Tuesday, November 5, 2013

Charlie Crist hoping to make Florida a little bluer the second time around

Charlie Crist
The hat of Charlie Crist got tossed into the political ring on Friday, November 1st as he announced his intention to run as a Democrat for Florida Governor.

This will not be the first time Mr. Crist has run for the office, having won the 2006 election and served as Florida governor from 2007-2010 as a Republican.

Mr. Crist has come full circle in the last couple of years as he has changed parties from Republican Governor of Florida to Independent in a failed run against Marco Rubio for Senator and then to a Democrat in his most recent appearance on the political scene.

Mr. Crist announced his support for President Obama during the 2012 elections and gave one of the presentations during the Democratic National Convention.  During that appearance, Mr. Crist announced that he "had not left the Republican party...the Republican party left him."  He emphasized that the changing ideology of the party no longer corresponded with his ideas of Republicanism.  He said that although there were differences in some of their political ideas, many of his matched many of President Obama's.

For example, he wants to focus on creating middle class jobs.  He believes it is important to our society and economy to build the infrastructure, improve roads and schools.  He does not want to revamp medicare or social security as most Republicans do, but instead wants to preserve and save medicare and social security.  He believes that the diversity of Florida's growing population is the future of America and must not be ignored.  He supports and will implement all aspects of the Affordable Care Act, giving some in Florida hope that expanded medicaid may have a chance of being implemented if he wins the governorship.  Mr. Crist describes himself as a fiscal conservative but a social moderate.
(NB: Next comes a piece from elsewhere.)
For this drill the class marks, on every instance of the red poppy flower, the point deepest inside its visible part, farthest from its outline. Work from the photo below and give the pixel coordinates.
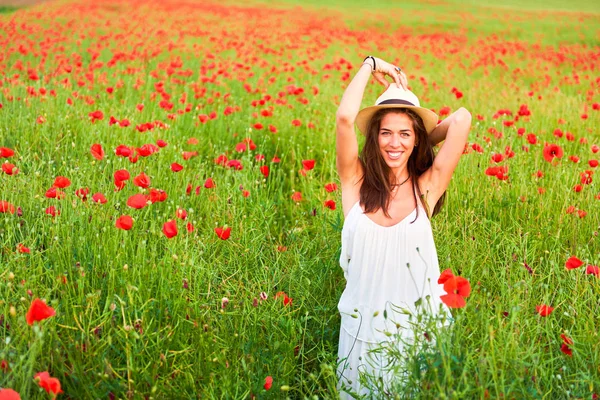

Some of the positions he took as a Republican have changed in recent months which one could say is to get more in line with the Democratic platform.  For example, as a Republican he opposed the Affordable Care Act but as a Democrat he now supports it.  He said he was pro-life as a Republican but is now pro-choice as a Democrat.  He was against same sex marriage as a Republican, but as a Democrat he now supports it.  This is not to criticize Mr. Crist.  People's ideas can change.

Does Charlie Crist have any chance of winning the Florida governorship from the incumbent Republican Governor Rick Scott?  You bet.  Mr. Scott had a very close race in 2010 with the Democrat Alex Sink.  Scott won over Sink by only 1 percentage point.  If Christ does only a little better than Sink did in 2010, he may win the 2014 election.  But Crist's advantage doesn't stop there.

Without even considering the fact that Mr. Crist was once already elected to the position and is a widely known and popular political figure, Mr Scott's popularity may be dwindling.  When polled during 2013, people in the PPP poll favor Crist over Scott.  Most recently the advantage to Crist was  50% to 38%.  Independents favored Crist by 57% to 33% for Scott.  Scott's approval rating in Florida is only 33% while his disapproval rating is 55%.  Most of the major polls favor Crist for Florida Governor by anywhere from 14% to 25% over Scott.

As a state, Florida has shown it can vote for Democrats in the national election and recently more and more voters here are starting to see the Tea Party Republicans as a bit too radical to get re-elected.  The Republican obstruction in the federal government and the radical nature of the new Republican party may be a big advantage to Democratic candidates in upcoming elections.

There's a very good possibility that Democrat Charlie Crist may be Florida's next Governor.